Nigeria special. Modern highlife, afro-sounds & Nigerian blues 1970-6 (ML8131), Nigeria disco funk special. The sound of the underground Lagos dancefloor 1974-79 (ML8132) et Nigeria rock special. Psychedelic afro-rock & fuzz funk in 1970s Nigeria (ML8133) sont trois compilations du label Soundway qui avait déjà sorti d’excellents disques sur la Colombie, le Panama ou le Ghana. Rencontre entre les styles locaux et les influences rock et funk internationales. Très beau travail de collectage et de restauration de vinyles, présentant des morceaux inédits.

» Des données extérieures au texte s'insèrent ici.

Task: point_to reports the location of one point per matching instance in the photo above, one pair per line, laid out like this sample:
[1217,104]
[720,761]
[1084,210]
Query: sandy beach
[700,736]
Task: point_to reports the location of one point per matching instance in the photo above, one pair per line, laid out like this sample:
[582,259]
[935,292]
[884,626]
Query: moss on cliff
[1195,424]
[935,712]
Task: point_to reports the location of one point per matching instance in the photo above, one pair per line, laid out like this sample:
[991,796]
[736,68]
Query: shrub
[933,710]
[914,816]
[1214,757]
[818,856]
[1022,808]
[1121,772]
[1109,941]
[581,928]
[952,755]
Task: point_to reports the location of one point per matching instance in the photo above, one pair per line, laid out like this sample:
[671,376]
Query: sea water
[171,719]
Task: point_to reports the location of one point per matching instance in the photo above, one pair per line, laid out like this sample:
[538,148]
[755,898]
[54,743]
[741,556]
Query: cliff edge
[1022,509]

Nigeria 70 – Lagos jump. Original heavyweight afrobeat highlife & afro-funk (ML8134) édité sur le label Strut (un premier volume comprenait 3 cd) s’intéresse à différents styles existant au Nigéria à côté de l’afrobeat de Fela Kuti. Entre jazz, afro-funk et juju, les rythmes se mélangent et les styles fusionnent.

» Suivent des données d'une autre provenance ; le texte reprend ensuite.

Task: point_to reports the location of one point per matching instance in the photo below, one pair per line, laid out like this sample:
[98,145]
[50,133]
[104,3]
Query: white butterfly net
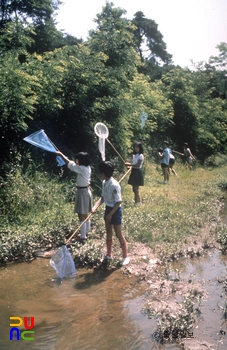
[102,132]
[63,263]
[41,140]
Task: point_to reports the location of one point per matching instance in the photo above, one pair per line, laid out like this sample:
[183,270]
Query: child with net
[111,196]
[83,200]
[136,176]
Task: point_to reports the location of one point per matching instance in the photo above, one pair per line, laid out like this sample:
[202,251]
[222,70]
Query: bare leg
[109,235]
[83,228]
[120,236]
[136,193]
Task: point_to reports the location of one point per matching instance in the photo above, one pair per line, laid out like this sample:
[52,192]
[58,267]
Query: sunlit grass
[169,215]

Et pour terminer, le meilleur de la série d’après moi, bien qu’ils soient tous excellents: African Scream Contest. Raw and psychédélic afro sounds from Benin and Togo 70s (MK4111) (le 3e cd de la série Analog Africa, du label du même nom) s’intéresse aux artistes méconnus de pays peu connus: le Bénin et le Togo, pendant les années 70. Samy Ben Redjeb, le propriétaire du label, est arrivé à Cotonou en 2005 pour chercher des disques, et il en a trouvé ! Dès les premiers jours, il envoyait chez lui 3500 vinyles qu’il avait pu acheter à un de ses contacts. Par la suite, il retournera plusieurs fois au Bénin pour retrouver les artistes et les interviewer. Le livret, parsemé de magnifiques photos d’époque relate tout cela. La musique quant à elle est extraordinaire, mêlant rythmes vaudou à la soul de James Brown avec guitares hurlantes et chants inspirés, de El Rego et ses Commandos, Vincent Ahehehinnou ou l’Orchestre Poly-Rythmo de Cotonou.

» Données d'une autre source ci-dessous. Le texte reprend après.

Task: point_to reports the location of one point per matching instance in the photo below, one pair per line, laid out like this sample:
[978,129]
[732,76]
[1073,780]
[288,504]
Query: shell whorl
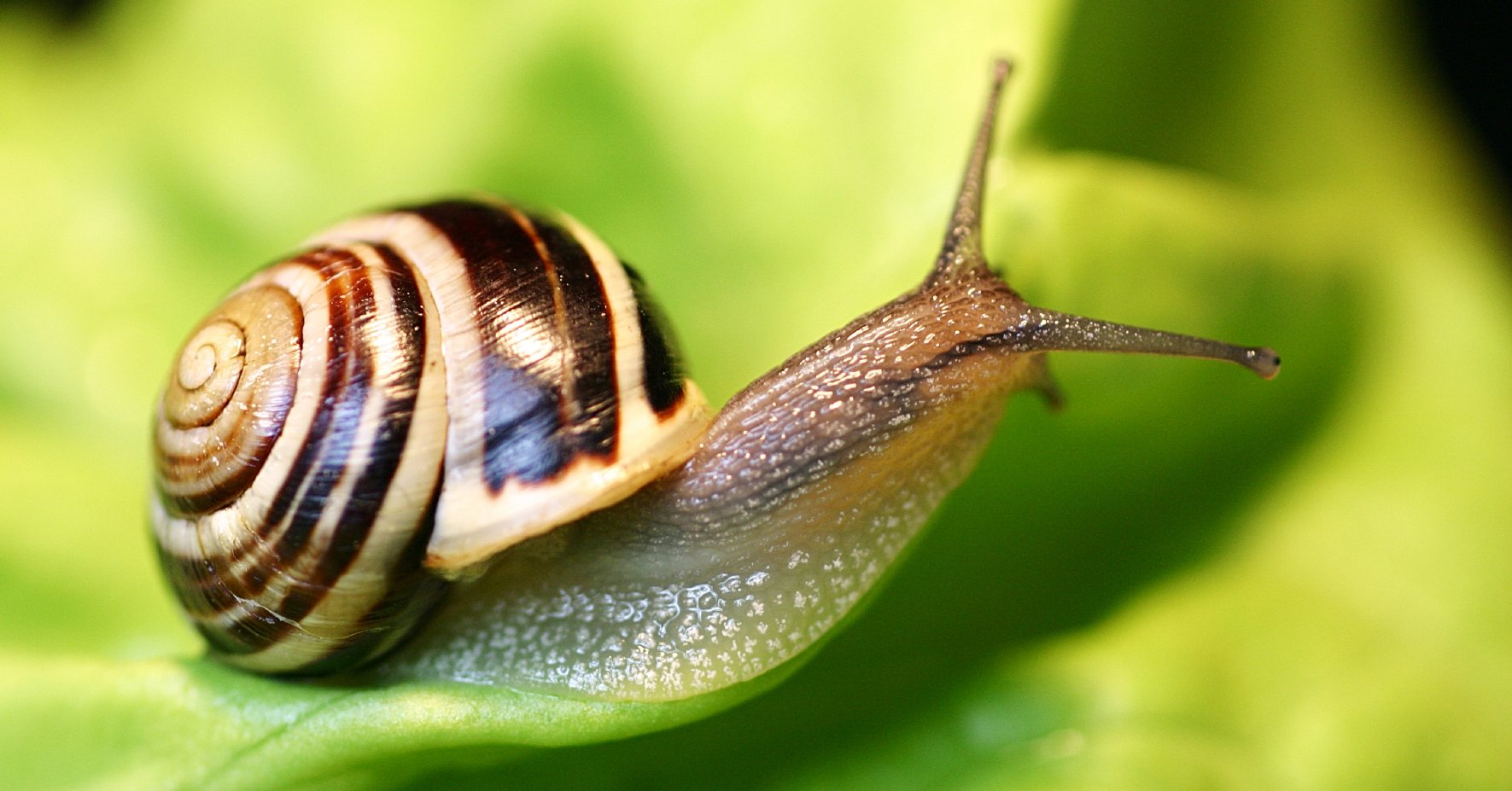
[417,389]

[Lien 1: le site du label Soundway et un site de fans avec extraits musicaux et clips]

[Lien 2: le site du label Strut, avec clips]

[Lien 3: Analog Africa sur Blogger, et sur Myspace, avec extraits musicaux]

p.s.: certains liens médiathèque ne fonctionnent pas (encore): les cd sont tout nouveaux et arriveront dans les prochaines semaines en centre de prêt.